Why All Companies Should Have A Domestic Violence Prevention Policy

Imagine something for a moment. Let’s say you’re a manager or an employer, and one of your employees asks for a few minutes of your time. Then they tell you something truly horrifying--that they are the victim of domestic violence. And then, he or she asks for your help.

(And it is likely “she,” by the way – 85% of victims of domestic violence in this country are women.)

Your employee needs your help. Maybe they're moving, maybe they're seeking refuge. Maybe they don’t feel safe traveling to and from work, or being in a place where the tormentor knows where they are all day. Maybe they need a reprieve to collect themselves, to figure some things out before moving on. But they simply cannot afford to lose the job. Your employee needs help.

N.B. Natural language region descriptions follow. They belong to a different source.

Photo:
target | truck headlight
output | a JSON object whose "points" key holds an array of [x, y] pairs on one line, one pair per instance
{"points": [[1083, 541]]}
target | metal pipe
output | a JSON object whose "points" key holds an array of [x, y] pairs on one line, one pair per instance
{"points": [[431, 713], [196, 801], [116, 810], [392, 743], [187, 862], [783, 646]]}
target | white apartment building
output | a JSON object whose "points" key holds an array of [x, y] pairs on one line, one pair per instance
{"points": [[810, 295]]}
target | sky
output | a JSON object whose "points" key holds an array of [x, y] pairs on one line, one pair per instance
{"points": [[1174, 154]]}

So what do you do? What would you do? My hope is that you would do whatever it took to make sure that they were safe, to make sure that they were taken care of, to use whatever resources were at your company’s disposal to help out. My guess is that a lot of the people reading this article will feel like they would do something along those lines. And yet, chances are your company doesn’t have a domestic violence prevention policy in place. This is a mistake, and it is one that is easily rectifiable, extremely important, and absolutely necessary, not just for the protection of your employees but for the good of society as well.

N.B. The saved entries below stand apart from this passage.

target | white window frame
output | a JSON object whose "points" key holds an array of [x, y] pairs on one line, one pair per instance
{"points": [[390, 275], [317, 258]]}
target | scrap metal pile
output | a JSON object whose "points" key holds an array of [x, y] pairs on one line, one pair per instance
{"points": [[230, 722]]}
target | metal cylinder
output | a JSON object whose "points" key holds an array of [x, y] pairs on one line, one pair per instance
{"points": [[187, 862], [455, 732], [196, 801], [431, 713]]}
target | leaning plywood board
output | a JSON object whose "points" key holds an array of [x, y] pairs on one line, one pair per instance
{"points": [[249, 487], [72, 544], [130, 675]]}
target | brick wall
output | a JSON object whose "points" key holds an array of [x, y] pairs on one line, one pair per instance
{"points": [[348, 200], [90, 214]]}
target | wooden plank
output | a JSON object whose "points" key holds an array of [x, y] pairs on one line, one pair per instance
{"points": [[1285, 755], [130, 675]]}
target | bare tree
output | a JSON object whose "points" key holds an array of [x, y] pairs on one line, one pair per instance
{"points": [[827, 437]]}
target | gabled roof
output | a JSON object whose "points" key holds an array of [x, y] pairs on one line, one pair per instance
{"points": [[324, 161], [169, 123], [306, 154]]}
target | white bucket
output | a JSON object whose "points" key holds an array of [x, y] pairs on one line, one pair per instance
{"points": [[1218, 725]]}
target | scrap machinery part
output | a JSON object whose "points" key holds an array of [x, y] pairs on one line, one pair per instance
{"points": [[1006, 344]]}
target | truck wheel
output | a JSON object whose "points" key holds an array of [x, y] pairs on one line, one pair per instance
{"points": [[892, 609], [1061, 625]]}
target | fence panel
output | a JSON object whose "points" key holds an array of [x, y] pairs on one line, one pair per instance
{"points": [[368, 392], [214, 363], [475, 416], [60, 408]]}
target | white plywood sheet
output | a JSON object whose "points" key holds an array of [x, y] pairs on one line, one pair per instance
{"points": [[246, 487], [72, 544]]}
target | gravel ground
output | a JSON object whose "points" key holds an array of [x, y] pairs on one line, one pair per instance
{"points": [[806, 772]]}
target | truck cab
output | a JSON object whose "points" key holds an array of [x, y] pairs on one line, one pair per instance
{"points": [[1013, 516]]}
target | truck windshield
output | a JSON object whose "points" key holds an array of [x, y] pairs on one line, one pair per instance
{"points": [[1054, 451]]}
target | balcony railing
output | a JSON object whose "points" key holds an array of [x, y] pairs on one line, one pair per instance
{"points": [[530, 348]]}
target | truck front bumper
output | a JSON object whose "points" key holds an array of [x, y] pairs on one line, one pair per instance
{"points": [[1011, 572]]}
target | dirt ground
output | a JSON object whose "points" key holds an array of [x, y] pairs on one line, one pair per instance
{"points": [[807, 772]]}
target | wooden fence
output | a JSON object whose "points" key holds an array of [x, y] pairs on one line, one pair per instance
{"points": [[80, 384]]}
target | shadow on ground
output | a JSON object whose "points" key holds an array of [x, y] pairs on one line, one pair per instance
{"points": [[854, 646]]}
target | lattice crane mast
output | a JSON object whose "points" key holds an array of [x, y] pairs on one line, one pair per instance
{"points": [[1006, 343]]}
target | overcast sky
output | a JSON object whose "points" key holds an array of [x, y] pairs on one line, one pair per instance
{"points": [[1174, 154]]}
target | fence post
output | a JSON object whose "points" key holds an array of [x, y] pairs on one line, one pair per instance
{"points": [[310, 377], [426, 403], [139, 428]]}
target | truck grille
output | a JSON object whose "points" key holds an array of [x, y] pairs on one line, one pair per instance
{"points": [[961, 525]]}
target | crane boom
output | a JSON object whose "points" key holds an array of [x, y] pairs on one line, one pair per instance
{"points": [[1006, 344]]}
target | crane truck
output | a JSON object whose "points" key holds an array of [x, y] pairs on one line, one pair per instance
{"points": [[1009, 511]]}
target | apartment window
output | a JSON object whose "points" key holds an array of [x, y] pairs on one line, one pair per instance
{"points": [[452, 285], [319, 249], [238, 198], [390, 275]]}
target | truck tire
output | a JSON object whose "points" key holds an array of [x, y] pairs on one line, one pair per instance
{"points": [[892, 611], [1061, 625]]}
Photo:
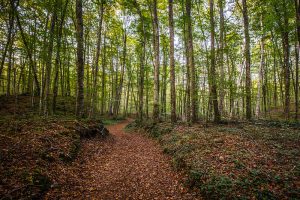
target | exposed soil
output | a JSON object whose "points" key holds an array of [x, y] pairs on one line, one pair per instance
{"points": [[125, 166]]}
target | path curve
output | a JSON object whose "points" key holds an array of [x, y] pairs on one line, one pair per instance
{"points": [[130, 166]]}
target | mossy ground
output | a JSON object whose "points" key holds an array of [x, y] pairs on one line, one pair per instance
{"points": [[34, 149], [234, 160]]}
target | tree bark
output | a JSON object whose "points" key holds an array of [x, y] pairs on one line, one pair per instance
{"points": [[172, 63], [221, 58], [156, 62], [248, 60], [297, 6], [80, 64], [190, 59], [57, 59], [213, 76], [96, 68]]}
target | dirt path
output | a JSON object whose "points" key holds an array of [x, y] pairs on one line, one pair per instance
{"points": [[129, 166]]}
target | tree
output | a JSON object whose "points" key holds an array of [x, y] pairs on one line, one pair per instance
{"points": [[248, 59], [213, 77], [172, 63], [156, 61], [190, 62], [80, 64], [96, 68]]}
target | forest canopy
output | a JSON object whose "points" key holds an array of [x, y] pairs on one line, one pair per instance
{"points": [[184, 60]]}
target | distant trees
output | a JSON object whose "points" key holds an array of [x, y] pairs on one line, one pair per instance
{"points": [[179, 60], [80, 64], [172, 63]]}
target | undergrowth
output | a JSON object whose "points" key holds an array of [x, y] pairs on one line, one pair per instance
{"points": [[255, 160]]}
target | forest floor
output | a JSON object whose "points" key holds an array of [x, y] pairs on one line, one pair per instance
{"points": [[46, 158], [234, 159], [126, 166]]}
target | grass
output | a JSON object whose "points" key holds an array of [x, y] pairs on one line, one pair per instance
{"points": [[245, 160]]}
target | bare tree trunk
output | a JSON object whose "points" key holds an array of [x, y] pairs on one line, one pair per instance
{"points": [[248, 60], [213, 77], [80, 64], [120, 87], [190, 59], [156, 62], [103, 77], [172, 63], [221, 57], [286, 55], [9, 35], [28, 51], [297, 6], [9, 67], [96, 68], [49, 58], [261, 72], [57, 59]]}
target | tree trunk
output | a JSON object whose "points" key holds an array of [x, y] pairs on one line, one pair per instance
{"points": [[80, 64], [213, 77], [156, 62], [9, 35], [96, 68], [297, 6], [190, 59], [28, 51], [172, 63], [248, 60], [49, 58], [260, 73], [57, 59], [221, 57]]}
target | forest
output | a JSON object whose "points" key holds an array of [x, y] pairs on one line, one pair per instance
{"points": [[188, 99]]}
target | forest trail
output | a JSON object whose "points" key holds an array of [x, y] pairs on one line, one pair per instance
{"points": [[130, 166]]}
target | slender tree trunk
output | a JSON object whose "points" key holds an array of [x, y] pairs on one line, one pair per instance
{"points": [[49, 58], [96, 68], [57, 59], [103, 77], [248, 60], [172, 63], [297, 6], [260, 73], [286, 56], [213, 76], [28, 51], [221, 57], [80, 64], [156, 62], [190, 59], [120, 87], [9, 35]]}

There are many variations in the nature of domestic violence policies, but the industry standard is one month of paid leave, no questions asked, for any person who reports to their company that they are a victim of domestic violence. Alongside this commitment to employees, companies often include an aggressive and thoughtful denouncement of domestic violence -- an unequivocal statement of their company’s values -- as well as a guarantee of privacy, secrecy, and support for any victims.

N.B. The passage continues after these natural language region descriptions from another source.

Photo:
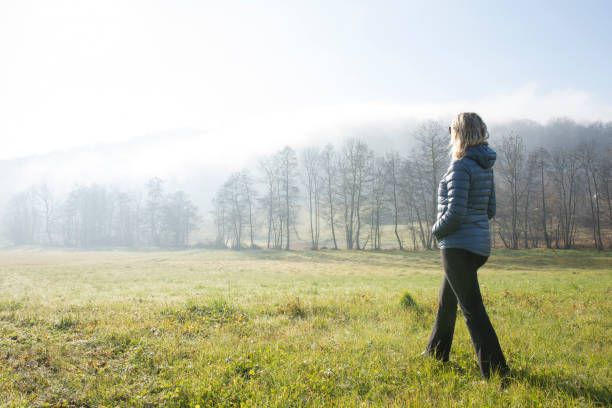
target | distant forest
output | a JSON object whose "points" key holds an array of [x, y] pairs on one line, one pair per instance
{"points": [[552, 194]]}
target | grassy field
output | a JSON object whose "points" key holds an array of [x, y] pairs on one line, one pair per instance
{"points": [[277, 329]]}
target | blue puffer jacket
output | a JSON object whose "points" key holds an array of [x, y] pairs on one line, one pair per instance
{"points": [[466, 202]]}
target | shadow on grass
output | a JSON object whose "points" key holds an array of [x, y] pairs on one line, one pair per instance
{"points": [[571, 386]]}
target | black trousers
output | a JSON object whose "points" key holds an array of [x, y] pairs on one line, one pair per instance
{"points": [[461, 284]]}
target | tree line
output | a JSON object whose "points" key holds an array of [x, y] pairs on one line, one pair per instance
{"points": [[348, 196], [98, 216]]}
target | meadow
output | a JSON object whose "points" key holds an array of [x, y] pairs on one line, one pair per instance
{"points": [[264, 328]]}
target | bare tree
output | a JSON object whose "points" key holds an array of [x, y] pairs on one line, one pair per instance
{"points": [[393, 162], [591, 164], [565, 178], [329, 165], [311, 160], [289, 190], [155, 202], [511, 166]]}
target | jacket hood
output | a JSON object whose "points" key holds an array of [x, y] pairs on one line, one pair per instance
{"points": [[482, 154]]}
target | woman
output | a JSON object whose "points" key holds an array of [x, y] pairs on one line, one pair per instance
{"points": [[466, 202]]}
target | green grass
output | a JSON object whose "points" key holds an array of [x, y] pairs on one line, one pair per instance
{"points": [[277, 329]]}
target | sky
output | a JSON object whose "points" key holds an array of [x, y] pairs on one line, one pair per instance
{"points": [[254, 75]]}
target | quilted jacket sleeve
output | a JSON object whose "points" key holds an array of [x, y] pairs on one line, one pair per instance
{"points": [[458, 187], [492, 203]]}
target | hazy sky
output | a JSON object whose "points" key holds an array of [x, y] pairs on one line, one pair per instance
{"points": [[254, 74]]}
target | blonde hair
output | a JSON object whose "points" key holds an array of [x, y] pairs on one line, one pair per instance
{"points": [[468, 129]]}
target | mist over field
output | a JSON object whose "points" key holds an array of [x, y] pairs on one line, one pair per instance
{"points": [[236, 203]]}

Most companies would gladly offer this to any employee who needed this help if the employee asked. But the policy needs to be put in place now, in advance, and universally. Because this is the rare instance where a policy is actually pretty much in line with what a company would do anyway, it could be seen as unnecessary. But I assure you it is actually very necessary.

First, it is a tremendous statement of the organization’s values. A denouncement of domestic violence, and the willingness to put the company’s money to support individuals who are victims of this epidemic, and the simple willingness of the company to raise this is it as an issue and to take it out of the shadows and into the public eye -- all of these things are tremendously impactful statements that are essential for a company focused on diversity and inclusion and welcoming and advancement and creating a hospitable environment for its employees.

Second, a policy will protect your employees. And not just the employees who may become victims of domestic violence. As an employer, you do not want to put managers in the position where they are being forced to make decisions on life or death matters without any context or on their own, without the organization’s support. This is too important of a matter to leave to the discretion of an individual manager at the moment. The policy needs to be clear-cut and well stated and available, and everybody needs to know not just what is in the policy but how to employ it. This is for the entire company’s welfare.

Finally, the universal adoption of these policies by companies will reduce domestic violence in the United States, significantly. Awareness is critical. Awareness is fundamental to the reduction of any sort of epidemic, especially one like domestic violence. Victims need to understand that they are indeed victims, that this is not their fault, that they need not feel shame, that they have the support of their employers and the broader community. And perpetrators or potential perpetrators need to know that not only are they in violation of the law and in violation of the morals of our society but that also the country is united in denouncing, resisting, and seeking to eliminate this type of behavior.

There is an organization in Chicago called Chicago Says No More which is dedicated to this exact issue, to raising awareness about domestic violence as an epidemic and to call on the business community to adopt these sorts of policies and implement them immediately. You can visit their website and take their pledge, and you can easily find resources that you can deploy at your company or pass along to the people at your company who can do this for everyone.

5 million women a year are victims of domestic violence in this country. 5 million! That means if there are 100 women at your company, odds are that several of them have experienced horror and terror that is almost unfathomable. Our companies need to step up on behalf of these victims. Today.